Additionally, Baklik said, the home-team lockers have been offered to players.
Carmen DiCenso, the former aldermanic president, football coach and player, said the silver ductwork on which inspirational messages were written by players over the years also was saved.
“We’re hoping to put it somewhere in the new field house,” he said.
In its place will be built a state-of-the-art, two-story facility, funded by Joan R. Payden, chief executive officer and founder of Payden & Rygel, a $110 billion asset management company.
Payden donated millions to build the new field house and reconstruct the boys’ baseball and girls’ softball field as a memory to her father, Joseph R. Payden, the 1915 Derby High School valedictorian.
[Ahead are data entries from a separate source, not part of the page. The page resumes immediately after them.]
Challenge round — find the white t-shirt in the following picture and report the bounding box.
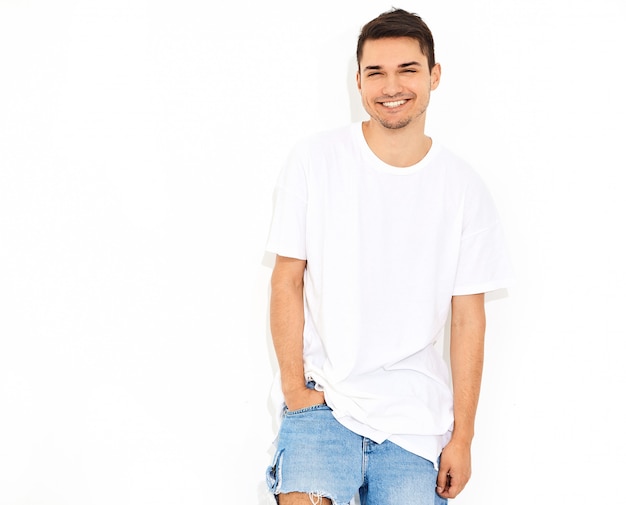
[267,123,512,465]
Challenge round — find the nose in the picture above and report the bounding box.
[382,74,402,96]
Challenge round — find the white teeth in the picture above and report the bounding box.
[383,100,406,108]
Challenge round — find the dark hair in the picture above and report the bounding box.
[356,9,435,70]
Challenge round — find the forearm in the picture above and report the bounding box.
[450,294,485,444]
[270,259,305,398]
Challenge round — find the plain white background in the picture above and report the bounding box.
[0,0,626,505]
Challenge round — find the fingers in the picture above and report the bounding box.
[437,471,467,499]
[437,469,451,498]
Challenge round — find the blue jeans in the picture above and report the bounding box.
[266,405,447,505]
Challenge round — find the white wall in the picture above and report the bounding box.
[0,0,626,505]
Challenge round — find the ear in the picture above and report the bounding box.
[430,63,441,91]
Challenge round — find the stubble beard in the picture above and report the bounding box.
[376,100,429,130]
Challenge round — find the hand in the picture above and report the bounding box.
[437,438,472,498]
[285,385,324,410]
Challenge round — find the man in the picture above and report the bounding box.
[267,9,511,505]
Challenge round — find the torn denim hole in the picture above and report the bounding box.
[265,449,284,494]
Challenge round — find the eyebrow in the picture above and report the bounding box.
[364,61,422,70]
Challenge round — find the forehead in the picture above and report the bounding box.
[361,37,428,67]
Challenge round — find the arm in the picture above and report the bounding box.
[437,293,485,498]
[270,256,324,410]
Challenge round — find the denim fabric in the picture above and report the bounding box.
[266,404,447,505]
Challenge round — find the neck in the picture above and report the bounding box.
[362,120,432,168]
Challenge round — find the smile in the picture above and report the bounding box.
[382,100,407,109]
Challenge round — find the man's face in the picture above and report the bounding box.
[357,37,441,130]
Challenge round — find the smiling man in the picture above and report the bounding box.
[267,9,512,505]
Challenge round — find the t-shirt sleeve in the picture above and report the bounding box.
[265,143,307,260]
[453,174,514,295]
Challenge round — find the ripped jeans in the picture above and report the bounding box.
[266,404,447,505]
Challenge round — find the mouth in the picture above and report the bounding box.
[381,100,408,109]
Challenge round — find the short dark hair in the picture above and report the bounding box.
[356,8,436,70]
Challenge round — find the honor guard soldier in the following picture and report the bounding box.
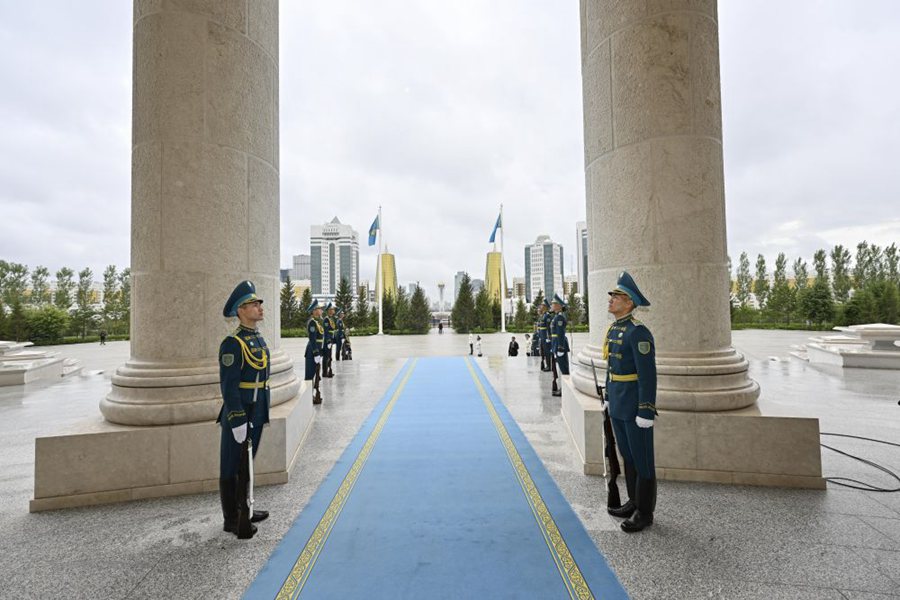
[322,302,337,377]
[216,281,271,539]
[538,298,553,371]
[304,300,325,404]
[549,294,569,375]
[603,271,657,532]
[334,309,344,360]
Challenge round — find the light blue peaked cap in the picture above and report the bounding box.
[609,271,650,306]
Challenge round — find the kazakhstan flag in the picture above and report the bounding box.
[369,217,378,246]
[488,215,503,244]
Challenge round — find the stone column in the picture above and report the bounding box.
[573,0,759,412]
[100,0,300,425]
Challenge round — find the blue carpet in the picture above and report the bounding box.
[245,358,628,599]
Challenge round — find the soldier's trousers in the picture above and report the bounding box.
[219,410,263,479]
[610,418,656,479]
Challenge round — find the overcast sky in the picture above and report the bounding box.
[0,0,900,299]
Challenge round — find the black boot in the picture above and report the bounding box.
[606,463,637,519]
[219,477,256,539]
[622,479,656,533]
[219,478,237,533]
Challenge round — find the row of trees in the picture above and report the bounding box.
[0,260,131,343]
[281,277,431,333]
[450,273,588,333]
[728,241,900,325]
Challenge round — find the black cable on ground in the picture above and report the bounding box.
[820,432,900,493]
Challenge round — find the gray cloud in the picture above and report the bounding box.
[0,0,900,297]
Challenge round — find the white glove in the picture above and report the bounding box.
[231,423,247,444]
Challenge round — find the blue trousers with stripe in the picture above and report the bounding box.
[610,418,656,479]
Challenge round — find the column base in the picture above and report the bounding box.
[100,350,300,425]
[29,382,315,512]
[560,376,825,489]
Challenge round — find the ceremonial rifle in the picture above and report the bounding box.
[591,359,622,508]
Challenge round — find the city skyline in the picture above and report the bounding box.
[0,0,900,298]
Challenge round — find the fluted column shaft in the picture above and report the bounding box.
[575,0,759,411]
[101,0,299,425]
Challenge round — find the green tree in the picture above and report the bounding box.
[334,277,353,327]
[53,267,75,311]
[409,285,431,333]
[793,258,809,293]
[753,254,769,308]
[31,266,50,306]
[581,290,591,325]
[116,267,131,333]
[450,273,477,333]
[72,268,97,339]
[869,280,900,325]
[735,252,753,308]
[297,288,312,327]
[831,244,852,302]
[0,262,28,307]
[356,290,374,327]
[27,304,69,344]
[766,252,796,323]
[884,244,900,285]
[513,297,531,331]
[100,265,121,330]
[475,287,494,329]
[566,292,583,325]
[278,275,300,329]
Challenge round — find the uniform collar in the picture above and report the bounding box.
[616,312,634,325]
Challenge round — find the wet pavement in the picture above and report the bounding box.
[0,331,900,599]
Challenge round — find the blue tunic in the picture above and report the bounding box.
[216,325,271,479]
[603,314,656,421]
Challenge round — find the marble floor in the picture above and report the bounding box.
[0,331,900,599]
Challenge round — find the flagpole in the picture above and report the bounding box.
[500,202,506,333]
[376,205,384,335]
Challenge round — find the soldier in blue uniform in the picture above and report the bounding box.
[304,300,325,404]
[334,309,344,360]
[549,294,569,375]
[322,302,337,377]
[603,271,657,533]
[538,298,553,371]
[216,281,271,539]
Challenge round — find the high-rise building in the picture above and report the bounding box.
[312,217,359,300]
[525,235,563,302]
[453,271,466,304]
[563,275,581,299]
[575,221,588,296]
[484,252,509,302]
[512,277,525,299]
[291,253,312,279]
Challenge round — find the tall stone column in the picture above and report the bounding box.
[100,0,300,425]
[573,0,759,412]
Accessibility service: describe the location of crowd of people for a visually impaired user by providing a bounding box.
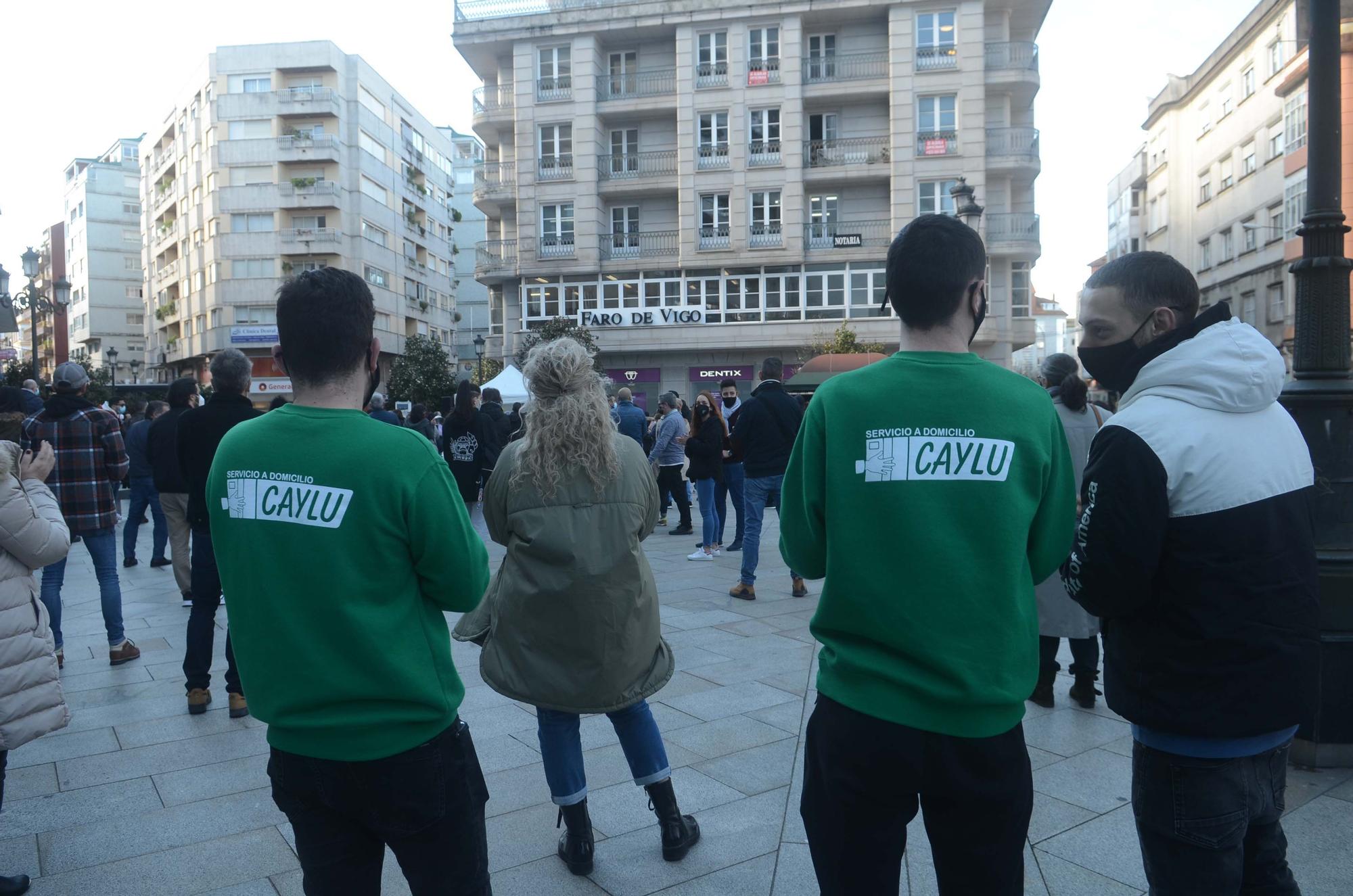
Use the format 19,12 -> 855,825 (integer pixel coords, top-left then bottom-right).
0,215 -> 1318,896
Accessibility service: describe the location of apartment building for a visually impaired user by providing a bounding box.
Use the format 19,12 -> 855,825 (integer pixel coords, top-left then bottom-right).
65,137 -> 146,381
453,0 -> 1049,398
141,41 -> 455,400
1143,0 -> 1307,356
441,127 -> 488,376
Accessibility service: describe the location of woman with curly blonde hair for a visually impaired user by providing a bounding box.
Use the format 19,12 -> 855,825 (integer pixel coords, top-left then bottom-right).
455,338 -> 700,874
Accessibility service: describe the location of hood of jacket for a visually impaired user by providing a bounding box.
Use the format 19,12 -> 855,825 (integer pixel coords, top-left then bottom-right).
1119,308 -> 1287,414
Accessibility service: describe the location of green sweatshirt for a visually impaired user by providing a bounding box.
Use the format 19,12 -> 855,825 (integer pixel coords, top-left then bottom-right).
207,404 -> 488,761
779,352 -> 1076,738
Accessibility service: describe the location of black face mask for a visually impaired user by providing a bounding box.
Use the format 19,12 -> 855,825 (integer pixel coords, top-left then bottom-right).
1076,319 -> 1155,392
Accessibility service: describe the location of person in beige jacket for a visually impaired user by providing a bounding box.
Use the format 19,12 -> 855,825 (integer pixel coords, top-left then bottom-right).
0,441 -> 70,896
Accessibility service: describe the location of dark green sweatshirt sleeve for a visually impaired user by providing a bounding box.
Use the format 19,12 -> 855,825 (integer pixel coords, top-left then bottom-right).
1028,404 -> 1076,584
785,400 -> 823,580
409,460 -> 488,613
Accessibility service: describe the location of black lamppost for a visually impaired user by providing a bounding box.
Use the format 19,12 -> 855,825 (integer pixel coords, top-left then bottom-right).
1283,0 -> 1353,766
0,246 -> 70,379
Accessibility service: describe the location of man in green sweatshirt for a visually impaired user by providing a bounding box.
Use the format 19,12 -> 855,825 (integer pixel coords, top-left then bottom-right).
206,268 -> 490,896
781,215 -> 1076,896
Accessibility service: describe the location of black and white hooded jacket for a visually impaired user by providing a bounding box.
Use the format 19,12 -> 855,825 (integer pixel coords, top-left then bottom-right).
1062,303 -> 1319,738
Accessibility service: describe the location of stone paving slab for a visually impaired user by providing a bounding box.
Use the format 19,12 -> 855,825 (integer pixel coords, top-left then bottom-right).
0,515 -> 1353,896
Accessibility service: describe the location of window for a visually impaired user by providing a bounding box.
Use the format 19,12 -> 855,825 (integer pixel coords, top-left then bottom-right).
747,107 -> 779,165
230,212 -> 272,233
700,193 -> 729,249
747,189 -> 782,246
695,31 -> 728,87
361,174 -> 390,208
916,180 -> 958,215
697,112 -> 728,168
916,9 -> 958,72
1268,283 -> 1287,323
1283,87 -> 1306,154
538,202 -> 574,258
361,264 -> 390,289
226,118 -> 272,139
538,124 -> 574,180
1011,261 -> 1032,316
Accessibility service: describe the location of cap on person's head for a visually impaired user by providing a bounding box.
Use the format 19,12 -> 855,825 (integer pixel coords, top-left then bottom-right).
51,361 -> 89,392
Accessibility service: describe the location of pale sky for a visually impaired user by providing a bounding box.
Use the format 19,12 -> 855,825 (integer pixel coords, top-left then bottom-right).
0,0 -> 1256,319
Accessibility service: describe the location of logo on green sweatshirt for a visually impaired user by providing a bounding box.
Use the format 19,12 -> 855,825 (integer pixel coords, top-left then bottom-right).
855,435 -> 1015,482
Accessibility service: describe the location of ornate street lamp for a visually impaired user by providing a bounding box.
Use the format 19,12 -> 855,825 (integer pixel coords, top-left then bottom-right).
0,246 -> 70,379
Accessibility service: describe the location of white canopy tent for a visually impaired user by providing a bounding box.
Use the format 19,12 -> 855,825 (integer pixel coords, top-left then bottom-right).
479,364 -> 530,407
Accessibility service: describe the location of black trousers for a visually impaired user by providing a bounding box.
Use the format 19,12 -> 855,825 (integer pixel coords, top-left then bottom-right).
183,527 -> 245,694
1038,635 -> 1099,677
800,694 -> 1034,896
658,466 -> 690,528
1132,742 -> 1302,896
268,719 -> 491,896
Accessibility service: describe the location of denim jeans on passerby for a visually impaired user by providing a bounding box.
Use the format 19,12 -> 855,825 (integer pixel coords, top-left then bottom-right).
122,477 -> 169,561
741,475 -> 794,585
1132,740 -> 1300,896
714,463 -> 746,544
268,719 -> 491,896
536,700 -> 672,805
183,525 -> 245,696
41,529 -> 126,647
695,479 -> 718,548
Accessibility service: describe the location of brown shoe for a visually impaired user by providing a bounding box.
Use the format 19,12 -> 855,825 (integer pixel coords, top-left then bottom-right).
728,582 -> 756,601
108,640 -> 141,666
188,688 -> 211,716
226,690 -> 249,719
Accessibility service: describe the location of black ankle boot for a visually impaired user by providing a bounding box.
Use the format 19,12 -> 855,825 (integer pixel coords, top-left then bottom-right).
555,797 -> 597,874
644,778 -> 700,862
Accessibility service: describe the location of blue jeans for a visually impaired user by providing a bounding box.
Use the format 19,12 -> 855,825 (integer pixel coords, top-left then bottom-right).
41,529 -> 126,647
695,479 -> 718,548
122,477 -> 169,561
536,700 -> 672,805
714,463 -> 747,544
741,475 -> 794,585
He graduated from Yale University and served in England as a fighter pilot during World War I; he later became chief executive officer of Union Carbide Java in Indonesia.
The new fieldhouse, designed by Kaestle Boos Architects and to be built by Turner Construction, will stands two stories high with porches outside the second floor providing a view of both the football and baseball fields. Inside will be a state-of-the art locker room, a banquet room and meeting hall, and a museum. It will be located between the football and baseball fields.
Superintendent of Schools Matthew Conway said demolition of the existing structure will take two days while another three days will be spent removing the foundation.
The city received $2.9 million from the state to construct a track field and line the football field with artificial turf.